Nicki Minaj is still embroiled in the legal tussle with singer and songwriter Tracy Chapman, but her side can claim a small victory in the matter. The Queens rapper will not have to hand over private conversations between her and Funkmaster Flex to Chapman, who has accused Minaj of sampling her music without permission.
The Blast reports:
In her [Chapman] motion, she claimed to learn new information during Minaj’s recent deposition.

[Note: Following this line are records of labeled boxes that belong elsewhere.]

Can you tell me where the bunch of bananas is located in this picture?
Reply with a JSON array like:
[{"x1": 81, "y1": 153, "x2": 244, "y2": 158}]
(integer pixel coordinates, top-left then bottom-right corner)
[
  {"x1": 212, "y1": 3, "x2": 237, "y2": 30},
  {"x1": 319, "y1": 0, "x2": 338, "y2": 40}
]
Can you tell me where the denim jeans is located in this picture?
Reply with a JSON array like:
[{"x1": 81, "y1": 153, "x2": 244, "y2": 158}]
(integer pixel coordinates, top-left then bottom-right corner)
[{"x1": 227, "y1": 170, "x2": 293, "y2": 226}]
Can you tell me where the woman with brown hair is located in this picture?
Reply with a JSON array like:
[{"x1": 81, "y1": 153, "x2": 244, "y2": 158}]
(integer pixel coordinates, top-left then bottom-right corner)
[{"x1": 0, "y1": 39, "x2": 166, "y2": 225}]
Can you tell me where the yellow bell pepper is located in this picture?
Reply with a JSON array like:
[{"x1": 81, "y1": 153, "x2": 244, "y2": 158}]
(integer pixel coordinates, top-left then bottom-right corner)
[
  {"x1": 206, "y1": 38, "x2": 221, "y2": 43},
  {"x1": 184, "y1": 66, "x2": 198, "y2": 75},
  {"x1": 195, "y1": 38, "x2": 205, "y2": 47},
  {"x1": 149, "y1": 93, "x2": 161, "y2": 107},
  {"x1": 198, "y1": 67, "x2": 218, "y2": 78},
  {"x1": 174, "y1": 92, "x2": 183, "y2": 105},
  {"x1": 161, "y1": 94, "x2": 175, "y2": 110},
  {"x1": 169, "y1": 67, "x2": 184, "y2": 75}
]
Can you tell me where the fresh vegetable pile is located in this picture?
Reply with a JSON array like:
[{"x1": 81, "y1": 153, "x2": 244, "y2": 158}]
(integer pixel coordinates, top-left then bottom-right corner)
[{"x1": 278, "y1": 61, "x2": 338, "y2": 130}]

The court documents read, “Maraj’s deposition testimony made clear that she failed to produce many requested documents, including, but not limited to, (i) discoverable and responsive documents and correspondence maintained by her former manager, Gerald “Gee” Roberson (“Roberson”); and (ii) text messages with and a draft declaration sent to third-party Aston George Taylor, Jr. p/k/a Funkmaster Flex (“Taylor”).”
She added, “This is especially troubling and problematic given that Maraj’s correspondence with Taylor is crucial to determining whether Maraj violated Chapman’s copyright by distributing the Infringing Work to Taylor – a key element that goes directly to Chapman’s infringement claim, and the willfulness of Maraj’s wrongdoing.”
The judge decided Minaj does not have to turn over the messages at this point. The order read, “The Court also finds that Plaintiff has not shown a substantial need for the draft declarations. If a party may access information from other sources, substantial need is not shown.”
Chapman says her song “Baby Can I Hold You” was sampled for the song “Sorry,” an unreleased track that was set to appear on the Queen album.